Regarding the Bull’s horns, amplification takes me to Indra, the king of the Vedic gods.   The parallel to Philemon begins with the fact that that “Indra is the Bull of the radiant herd, the master of the thought-energies….”  “It is he who brings forth the dawn and the sun, and effectuates the release of the waters.”  This reminds one of the parting of the upper waters in Jung’s dream. According to Madhusudan Reddy, Indra “embodies the organizing and systematizing luminous intelligence beyond the whole cosmos in its Truth-ward movement.”  He represents the Light of consciousness, impelled by force.   He is the illumined mind that brings discrimination to bear in order to make order out of chaos. He is, in other words, the God of psychology, who brings luminous knowledge along with the power of realization. Jung’s discovery and championing of the archetypal psyche centered on the Self bears witness to this. His constant teaching about the need to unite the heights with the depths integrates the side of force and strength to the illumination from above.

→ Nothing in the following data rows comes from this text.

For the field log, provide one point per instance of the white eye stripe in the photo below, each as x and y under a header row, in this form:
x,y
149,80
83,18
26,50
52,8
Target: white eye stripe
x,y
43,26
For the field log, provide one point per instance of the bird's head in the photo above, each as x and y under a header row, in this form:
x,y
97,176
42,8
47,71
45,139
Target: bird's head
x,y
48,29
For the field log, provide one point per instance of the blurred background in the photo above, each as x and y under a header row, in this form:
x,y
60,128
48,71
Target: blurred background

Jung had a direct relationship with the living God and a highly differentiated fourfold psyche. He may or may not have had an inkling of the primordial act of creation itself, which included the involvement of the four Beings of Light and their negation, but he lived fully according to that reality. Although he specifically did not indulge in metaphysical speculation, the final completeness and oneness of his life based on the reality of the psyche and the realization of the mystical coincidentia oppositorum, the reconciliation of opposites, however, suggests that he must have had some insight into the nature of the act of creation.